I'll fall over if I go left handed.


----------



## jeebsy (May 5, 2013)

I'm up for it


----------



## Dallah (Jan 31, 2015)

Can we have a category for Best Blob?


----------



## Mrboots2u (May 10, 2013)

Scotford said:


> I'm in


You have to enter both hands tied behind your back


----------



## Eyedee (Sep 13, 2010)

Would it be an idea to have 2 classes.

1 People who do this for a living

2 Purely home baristas.

It might even out the playing field.

Ian


----------



## NickdeBug (Jan 18, 2015)

Eyedee said:


> Would it be an idea to have 2 classes.
> 
> 1 People who do this for a living
> 
> ...


Does jeebsy get to enter both categories, or should we make a special one just for him?


----------



## jeebsy (May 5, 2013)

NickdeBug said:


> Does jeebsy get to enter both categories, or should we make a special one just for him?


I make my living from insurance, just want to get that out there now


----------



## MrShades (Jul 29, 2009)

...and an additional class:

1 People who do this for a living

2 Purely home baristas.

3 People who hate milk based drinks and never really make them, except if trying to pour a blob to impress friends


----------



## Mrboots2u (May 10, 2013)

jeebsy said:


> I make my living from insurance, just want to get that out there now


" insurance "

Yeah if you don't win this year we wake up with a horses head in our bed ..


----------



## froggystyle (Oct 30, 2013)

4 People who suck (Full stop)


----------



## Eyedee (Sep 13, 2010)

froggystyle said:


> 4 People who suck (Full stop)


Suck what ????

Ian


----------



## Dallah (Jan 31, 2015)

Eyedee said:


> Suck what ????
> 
> Ian


Careful now









LOL


----------



## FullBloomCoffee (Mar 19, 2015)

im in


----------



## Spooks (Feb 20, 2012)

Be happy to be first round fodder


----------



## bongo (Apr 20, 2014)

In:

1. Bongo


----------



## AMCD300 (Feb 11, 2016)

Taylor The Latte Boy said:


> This will be the first time I've been able to participate...

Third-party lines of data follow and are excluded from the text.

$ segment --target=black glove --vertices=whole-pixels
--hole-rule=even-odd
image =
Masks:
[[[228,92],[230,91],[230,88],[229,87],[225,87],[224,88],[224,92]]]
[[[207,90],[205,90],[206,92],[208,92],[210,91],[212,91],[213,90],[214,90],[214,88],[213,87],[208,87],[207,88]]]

With a name like that - nothing like raising expectations


----------



## Glenn (Jun 14, 2008)

I'll put up 2 prizes

1. 20oz Milk Jug with 4 TempTags

2. Coffee Forums UK KeepCup

Winner gets the first pick









(if both want the same that's also no problem!)


----------



## Taylor The Latte Boy (Dec 9, 2013)

AMCD300 said:


> With a name like that - nothing like raising expectations


Haha. I met my wife in a coffee house, I was her barista, and served her everyday for months. She would always ask for an espresso and I'd always ask if she'd like a glass of water with that and she always said no. Eventually we went out on a date and she learned my surname was Taylor so she called me Taylor the Latte Boy - after the song.

In:

1. Bongo

2. Taylor


----------



## bongo (Apr 20, 2014)

Taylor The Latte Boy said:


> ...... and served her everyday for months....


you are still talking coffee right?


----------



## DoubleShot (Apr 23, 2014)

@Taylor The Latte Boy

Awww, that's the sweetest thing I've read in quite some time!


----------



## NickdeBug (Jan 18, 2015)

Any idea who will play you in the Hollywood rom-com version?









Okay - looks like there will be a few takers.

Two leagues (Premiership/Vauxhall Conference) or a handicap system (skimmed milk and a pint mug).

@Mrboots2u - are you compèring?


----------



## Mrboots2u (May 10, 2013)

NickdeBug said:


> Any idea who will play you in the Hollywood rom-com version?
> 
> 
> 
> ...


My compering days are over Nick

think of it like blankety blank , we need a les dawson now after having had terry host for a bit ....


----------



## Mrboots2u (May 10, 2013)

Old School......


----------



## FullBloomCoffee (Mar 19, 2015)

In:

1. Bongo

2. Taylor

3. BeanAbout


----------



## Daren (Jan 16, 2012)

Mrboots2u said:


> Old School......


Arrr - happy days


----------



## NickdeBug (Jan 18, 2015)

Any volunteers to run this rodeo?


----------



## Jumbo Ratty (Jan 12, 2015)

Eyedee said:


> Would it be an idea to have 2 classes.
> 
> 1 People who do this for a living
> 
> ...


Sounds fair to me



Spooks said:


> Be happy to be first round fodder


If I entered the person who drew against me would breeze through the first round


----------



## Beanosaurus (Jun 4, 2014)

Could be keen though if I'm away for proposed dates I'll just opt out.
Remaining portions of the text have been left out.